Am selben Tage schrieb Felix Mendelssohn Bartholdy auch an seine Schwester Fanny Hensel (Bild), in dem er sich über seine Nachbarin beklagt und die Zustände in seiner Wohnung mit dem Zustand im Musikverein verglich:

"Jetzt fängt eben eine meiner Düsseldorfer Qualen an; das ist meine Nachbarinn Mamsell Schombart, die im Nebenhause wohnt und ihr Klavier an die Wand neben der meinigen gestellt hat und alle Tage zwei Stunden zu meinem Unglück Klavier übt, täglich dieselben Fehler macht und alle Rossini'schen Arien in einem so verzweifelt langsamen, phlegmatischen Tempo spielt, dass ich ihr gewiss einigen Schabernack antäte, wenn ich nicht bedächte, dass ich sie mit meinem Klavier zu allen Zeiten gewiss noch mehr quäle als sie mich. Dann hört man zuweilen den Lehrer oder die Mutter (ich weiß es nicht) mit ihrem Finger die richtige Note 17mal nach einander anschlagen und wenn sie gar was vom Blatt spielt, und sich aus dem Dunkel nach und nach irgendein Gassenhauer entwickelt, den man an einer Note erkennen muß, das ist sehr hart. Ich kenne nun die Stücke schon auswendig, wenn sie den ersten Akkord greift..."

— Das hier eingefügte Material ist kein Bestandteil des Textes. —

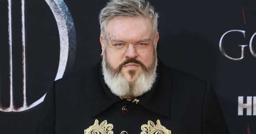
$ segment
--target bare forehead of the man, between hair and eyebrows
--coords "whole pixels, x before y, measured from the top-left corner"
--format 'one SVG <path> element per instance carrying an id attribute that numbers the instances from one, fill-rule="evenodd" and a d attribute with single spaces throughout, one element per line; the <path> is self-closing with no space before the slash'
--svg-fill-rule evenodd
<path id="1" fill-rule="evenodd" d="M 152 38 L 153 26 L 150 19 L 143 16 L 124 17 L 116 16 L 106 25 L 106 35 L 113 35 L 123 41 L 137 41 L 143 38 Z"/>

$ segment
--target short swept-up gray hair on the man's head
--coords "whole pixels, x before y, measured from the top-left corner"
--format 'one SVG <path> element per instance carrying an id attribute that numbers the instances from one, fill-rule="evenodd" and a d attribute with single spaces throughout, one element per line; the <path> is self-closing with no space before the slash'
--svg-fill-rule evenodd
<path id="1" fill-rule="evenodd" d="M 158 24 L 158 13 L 154 7 L 145 0 L 110 0 L 107 5 L 101 10 L 99 15 L 101 25 L 101 35 L 105 38 L 105 27 L 115 16 L 144 16 L 151 20 L 153 30 L 156 33 Z"/>

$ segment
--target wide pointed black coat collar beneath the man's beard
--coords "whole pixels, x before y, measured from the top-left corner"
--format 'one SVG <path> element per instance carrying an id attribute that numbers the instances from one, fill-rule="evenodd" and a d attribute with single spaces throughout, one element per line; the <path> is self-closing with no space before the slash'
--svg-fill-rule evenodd
<path id="1" fill-rule="evenodd" d="M 169 117 L 171 101 L 171 77 L 170 71 L 158 62 L 157 79 L 153 88 L 142 96 L 137 97 L 140 101 L 137 105 L 151 110 L 155 113 Z M 90 79 L 90 78 L 89 78 Z M 94 117 L 121 100 L 112 94 L 103 80 L 101 72 L 101 61 L 91 72 L 91 82 L 89 88 L 89 100 L 91 106 L 91 116 Z"/>

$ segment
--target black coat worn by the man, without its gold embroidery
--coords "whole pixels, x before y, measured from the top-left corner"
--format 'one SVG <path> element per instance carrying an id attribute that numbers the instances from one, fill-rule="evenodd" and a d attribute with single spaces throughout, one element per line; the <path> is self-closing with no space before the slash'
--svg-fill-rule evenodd
<path id="1" fill-rule="evenodd" d="M 172 134 L 229 133 L 210 84 L 162 63 L 157 73 L 154 87 L 137 97 L 138 104 L 111 93 L 103 80 L 101 62 L 62 78 L 47 92 L 35 133 L 83 134 L 95 119 L 99 124 L 104 120 L 113 124 L 114 134 L 140 134 L 141 125 L 148 120 L 156 125 L 158 119 Z"/>

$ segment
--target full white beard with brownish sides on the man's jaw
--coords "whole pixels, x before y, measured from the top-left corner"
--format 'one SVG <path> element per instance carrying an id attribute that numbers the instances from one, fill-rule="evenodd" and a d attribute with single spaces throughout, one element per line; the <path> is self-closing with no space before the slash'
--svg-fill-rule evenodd
<path id="1" fill-rule="evenodd" d="M 155 52 L 154 52 L 155 54 Z M 102 74 L 104 76 L 104 81 L 110 88 L 111 92 L 119 97 L 134 98 L 143 95 L 144 93 L 151 90 L 155 79 L 157 76 L 157 57 L 154 55 L 154 60 L 148 71 L 142 70 L 138 77 L 130 82 L 124 77 L 123 73 L 114 72 L 112 66 L 105 57 L 106 53 L 103 55 L 102 59 Z M 108 64 L 108 65 L 107 65 Z"/>

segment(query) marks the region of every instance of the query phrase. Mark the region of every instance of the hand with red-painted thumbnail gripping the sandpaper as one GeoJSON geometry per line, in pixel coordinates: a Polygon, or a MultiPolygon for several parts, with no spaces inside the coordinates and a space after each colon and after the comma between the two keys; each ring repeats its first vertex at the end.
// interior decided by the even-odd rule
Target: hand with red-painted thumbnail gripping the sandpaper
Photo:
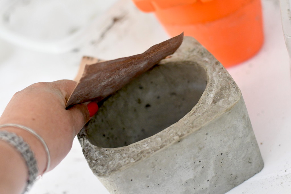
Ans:
{"type": "MultiPolygon", "coordinates": [[[[17,92],[0,118],[0,124],[24,125],[45,140],[51,156],[49,170],[68,154],[74,137],[90,119],[88,103],[65,109],[65,104],[75,86],[76,82],[71,80],[35,83],[17,92]]],[[[38,161],[39,173],[42,174],[46,168],[47,158],[40,141],[22,129],[5,127],[0,130],[15,132],[30,145],[38,161]]]]}

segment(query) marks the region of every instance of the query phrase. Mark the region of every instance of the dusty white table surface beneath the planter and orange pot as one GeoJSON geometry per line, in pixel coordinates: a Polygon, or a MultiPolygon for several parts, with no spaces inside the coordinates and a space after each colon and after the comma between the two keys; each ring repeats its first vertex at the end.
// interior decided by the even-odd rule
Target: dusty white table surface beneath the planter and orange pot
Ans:
{"type": "MultiPolygon", "coordinates": [[[[104,2],[104,1],[102,1],[104,2]]],[[[12,95],[39,81],[73,79],[81,56],[114,59],[139,54],[168,36],[152,14],[121,0],[92,22],[73,51],[45,53],[0,39],[0,113],[12,95]],[[112,22],[112,18],[120,18],[112,22]]],[[[228,68],[242,91],[265,166],[236,193],[291,193],[291,80],[278,1],[263,0],[265,42],[253,58],[228,68]]],[[[53,16],[52,16],[53,17],[53,16]]],[[[53,26],[52,26],[53,29],[53,26]]],[[[89,169],[75,138],[68,156],[31,194],[109,193],[89,169]]]]}

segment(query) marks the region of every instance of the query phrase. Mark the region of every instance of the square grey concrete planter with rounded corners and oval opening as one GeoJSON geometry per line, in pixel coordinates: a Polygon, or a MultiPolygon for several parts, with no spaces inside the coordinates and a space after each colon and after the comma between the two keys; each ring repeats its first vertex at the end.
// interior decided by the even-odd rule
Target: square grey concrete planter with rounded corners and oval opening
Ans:
{"type": "Polygon", "coordinates": [[[110,193],[225,193],[263,168],[241,92],[195,39],[112,95],[78,134],[110,193]]]}

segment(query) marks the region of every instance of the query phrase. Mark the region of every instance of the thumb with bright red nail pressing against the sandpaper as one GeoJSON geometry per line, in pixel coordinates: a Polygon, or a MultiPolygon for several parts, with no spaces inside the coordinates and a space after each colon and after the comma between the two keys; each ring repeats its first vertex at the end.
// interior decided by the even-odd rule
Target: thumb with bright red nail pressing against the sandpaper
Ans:
{"type": "Polygon", "coordinates": [[[97,113],[98,105],[96,102],[85,102],[76,104],[68,109],[74,123],[75,135],[84,127],[84,125],[97,113]]]}

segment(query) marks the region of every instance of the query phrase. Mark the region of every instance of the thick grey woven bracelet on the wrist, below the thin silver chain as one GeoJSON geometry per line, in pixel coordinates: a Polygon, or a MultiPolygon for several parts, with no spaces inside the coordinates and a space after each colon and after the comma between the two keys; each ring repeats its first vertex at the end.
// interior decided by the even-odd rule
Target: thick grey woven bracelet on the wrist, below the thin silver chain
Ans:
{"type": "Polygon", "coordinates": [[[24,142],[24,140],[17,136],[15,133],[8,132],[8,131],[0,131],[0,139],[6,141],[13,147],[17,149],[17,151],[22,155],[23,159],[28,168],[28,175],[29,178],[27,180],[26,189],[23,193],[29,190],[29,188],[34,183],[37,175],[38,175],[38,167],[37,162],[34,157],[33,152],[30,149],[30,146],[24,142]]]}

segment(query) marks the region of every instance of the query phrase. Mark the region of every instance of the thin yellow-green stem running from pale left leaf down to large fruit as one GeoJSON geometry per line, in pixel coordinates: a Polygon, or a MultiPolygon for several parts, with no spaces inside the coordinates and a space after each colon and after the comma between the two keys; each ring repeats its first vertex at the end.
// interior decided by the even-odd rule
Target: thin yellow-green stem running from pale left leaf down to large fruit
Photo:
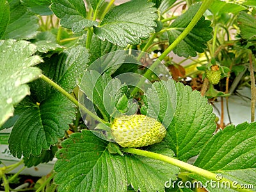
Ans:
{"type": "Polygon", "coordinates": [[[69,100],[71,100],[71,102],[73,102],[78,108],[82,109],[85,113],[92,116],[92,118],[101,122],[102,124],[108,124],[108,122],[105,122],[104,120],[99,118],[99,116],[92,113],[92,111],[90,111],[89,109],[84,107],[82,104],[79,104],[79,102],[74,97],[72,97],[72,95],[70,95],[68,92],[66,92],[60,85],[58,85],[57,83],[55,83],[54,81],[52,81],[48,77],[44,76],[44,74],[41,75],[41,79],[43,79],[46,83],[51,84],[51,86],[53,86],[54,88],[56,88],[56,90],[58,90],[63,95],[65,95],[65,97],[67,97],[69,100]]]}

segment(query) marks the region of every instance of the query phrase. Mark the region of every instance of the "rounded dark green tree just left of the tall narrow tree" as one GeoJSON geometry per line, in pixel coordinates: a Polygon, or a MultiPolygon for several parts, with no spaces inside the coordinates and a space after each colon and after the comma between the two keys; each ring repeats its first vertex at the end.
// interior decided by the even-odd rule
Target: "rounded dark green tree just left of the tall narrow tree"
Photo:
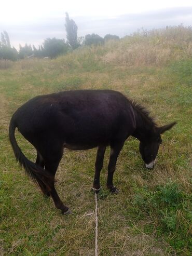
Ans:
{"type": "Polygon", "coordinates": [[[47,38],[44,43],[44,56],[56,58],[57,56],[64,54],[68,51],[68,45],[65,43],[64,39],[57,38],[47,38]]]}

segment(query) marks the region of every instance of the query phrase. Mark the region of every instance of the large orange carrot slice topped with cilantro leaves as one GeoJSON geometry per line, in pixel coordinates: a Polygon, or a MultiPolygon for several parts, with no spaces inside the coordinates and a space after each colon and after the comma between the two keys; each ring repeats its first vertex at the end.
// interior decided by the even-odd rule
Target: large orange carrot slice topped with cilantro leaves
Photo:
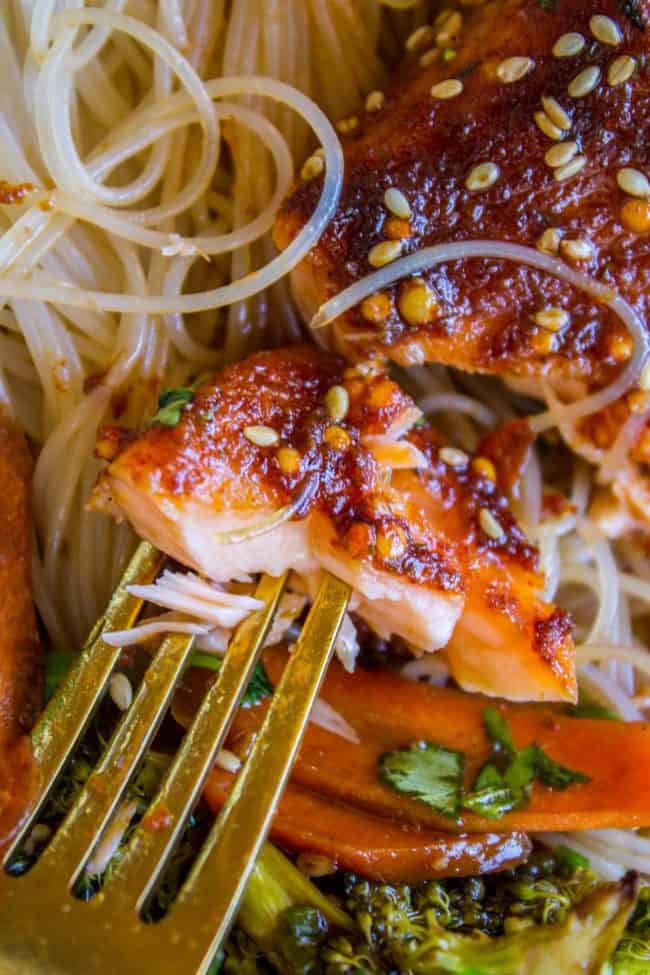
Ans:
{"type": "MultiPolygon", "coordinates": [[[[280,649],[265,655],[273,684],[285,660],[280,649]]],[[[347,674],[337,662],[329,668],[321,695],[360,738],[355,745],[309,726],[293,781],[322,795],[402,822],[445,830],[557,832],[650,826],[650,724],[571,718],[550,707],[497,703],[415,684],[386,671],[357,668],[347,674]],[[469,787],[489,753],[483,709],[495,704],[507,718],[518,748],[537,742],[551,758],[586,773],[591,781],[564,792],[536,783],[530,804],[507,813],[498,824],[468,812],[454,822],[379,781],[377,762],[383,752],[428,739],[465,753],[469,787]]],[[[251,733],[259,720],[259,714],[242,711],[237,733],[251,733]]]]}

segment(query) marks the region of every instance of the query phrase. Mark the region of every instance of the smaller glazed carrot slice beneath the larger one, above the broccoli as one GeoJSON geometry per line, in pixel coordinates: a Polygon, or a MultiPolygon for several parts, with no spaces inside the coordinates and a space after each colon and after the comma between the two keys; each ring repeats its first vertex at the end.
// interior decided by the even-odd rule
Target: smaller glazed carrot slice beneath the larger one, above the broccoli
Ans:
{"type": "MultiPolygon", "coordinates": [[[[205,798],[217,812],[234,776],[215,769],[205,798]]],[[[273,820],[279,846],[325,857],[334,867],[382,883],[417,883],[506,870],[525,860],[531,843],[523,833],[454,834],[403,826],[290,784],[273,820]]]]}

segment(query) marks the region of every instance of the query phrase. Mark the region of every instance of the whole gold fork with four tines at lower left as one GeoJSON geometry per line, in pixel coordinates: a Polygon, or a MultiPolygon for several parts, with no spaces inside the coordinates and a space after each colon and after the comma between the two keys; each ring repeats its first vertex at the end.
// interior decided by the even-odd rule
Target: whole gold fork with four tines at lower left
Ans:
{"type": "Polygon", "coordinates": [[[252,676],[286,575],[261,578],[255,595],[264,608],[235,633],[217,680],[100,892],[85,902],[74,896],[73,888],[170,704],[192,649],[191,636],[171,635],[162,642],[65,821],[24,876],[7,872],[106,691],[120,650],[105,643],[103,635],[131,626],[140,612],[142,600],[126,587],[151,582],[163,561],[151,545],[139,546],[106,613],[34,730],[37,796],[5,854],[0,876],[0,975],[203,975],[236,915],[347,607],[348,586],[330,575],[321,584],[228,802],[162,920],[146,923],[141,915],[252,676]]]}

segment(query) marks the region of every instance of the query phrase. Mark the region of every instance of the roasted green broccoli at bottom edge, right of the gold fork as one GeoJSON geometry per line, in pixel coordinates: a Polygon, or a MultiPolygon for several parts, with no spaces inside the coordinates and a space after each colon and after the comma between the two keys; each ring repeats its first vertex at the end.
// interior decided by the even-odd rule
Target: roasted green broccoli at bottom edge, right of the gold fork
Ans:
{"type": "Polygon", "coordinates": [[[543,853],[487,880],[409,887],[348,875],[344,902],[356,925],[342,934],[313,899],[287,908],[269,894],[255,890],[264,895],[264,942],[245,915],[241,922],[284,975],[595,975],[620,938],[636,884],[599,886],[589,871],[543,853]]]}

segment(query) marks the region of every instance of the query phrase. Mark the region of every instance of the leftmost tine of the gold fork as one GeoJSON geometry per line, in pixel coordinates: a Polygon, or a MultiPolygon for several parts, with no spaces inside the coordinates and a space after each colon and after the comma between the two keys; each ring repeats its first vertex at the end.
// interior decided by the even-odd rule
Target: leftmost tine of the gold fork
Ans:
{"type": "Polygon", "coordinates": [[[53,697],[32,735],[34,757],[39,769],[37,794],[29,816],[8,847],[3,863],[11,860],[25,834],[31,829],[59,773],[71,758],[104,693],[121,650],[110,647],[102,634],[126,629],[137,617],[142,600],[126,587],[150,582],[164,561],[152,545],[141,543],[129,562],[106,612],[97,621],[69,675],[53,697]]]}

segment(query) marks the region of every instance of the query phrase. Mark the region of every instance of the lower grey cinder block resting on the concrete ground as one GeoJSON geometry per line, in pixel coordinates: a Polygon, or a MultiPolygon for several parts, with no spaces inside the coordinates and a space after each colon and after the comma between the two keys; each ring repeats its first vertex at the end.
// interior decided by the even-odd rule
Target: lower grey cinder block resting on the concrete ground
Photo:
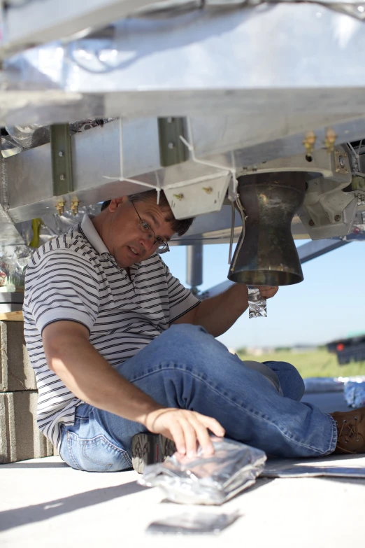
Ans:
{"type": "Polygon", "coordinates": [[[0,463],[52,456],[52,443],[36,424],[38,393],[0,393],[0,463]]]}

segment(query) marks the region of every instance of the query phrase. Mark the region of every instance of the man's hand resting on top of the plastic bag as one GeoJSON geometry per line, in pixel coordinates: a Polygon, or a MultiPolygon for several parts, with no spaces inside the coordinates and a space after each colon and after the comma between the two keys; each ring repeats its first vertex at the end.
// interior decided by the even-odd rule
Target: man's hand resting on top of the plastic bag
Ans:
{"type": "Polygon", "coordinates": [[[157,409],[148,414],[144,423],[150,432],[173,440],[178,452],[187,456],[196,455],[196,442],[199,442],[204,453],[214,453],[208,428],[216,436],[224,436],[224,428],[218,421],[187,409],[157,409]]]}

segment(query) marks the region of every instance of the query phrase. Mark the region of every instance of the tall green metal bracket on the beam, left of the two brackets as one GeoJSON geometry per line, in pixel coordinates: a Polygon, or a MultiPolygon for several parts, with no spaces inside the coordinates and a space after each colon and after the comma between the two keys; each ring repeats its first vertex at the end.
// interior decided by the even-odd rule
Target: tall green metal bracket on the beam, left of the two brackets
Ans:
{"type": "Polygon", "coordinates": [[[50,126],[53,195],[62,196],[73,191],[72,152],[69,124],[50,126]]]}

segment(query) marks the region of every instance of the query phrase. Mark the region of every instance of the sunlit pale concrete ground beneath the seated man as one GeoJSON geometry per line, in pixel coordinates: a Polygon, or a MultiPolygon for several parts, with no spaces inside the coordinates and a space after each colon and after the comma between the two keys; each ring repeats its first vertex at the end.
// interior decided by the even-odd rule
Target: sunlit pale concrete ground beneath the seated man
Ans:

Im gleichen Brief findet sich auch folgende Stelle über Wohnung und Musikverein:

"Neulich kam ich nach Hause; da standen auf dem Schreibtisch zwei Stühle, der Ofenschirm lag unter dem Klavier, im Bette lagen ein Paar Stiefeln und Kamm und Bürste etc. (Bendemann und Jordan hatten mir das als Visitenkarte hinterlassen) So sah es, oder sieht es aber genau im Düsseldorfer Musikverein aus, und ehe da Ordnung wieder hinein kommt, kostet's Hitze.
Düsseldorf, den 7ten April 1834 - Felix M.B."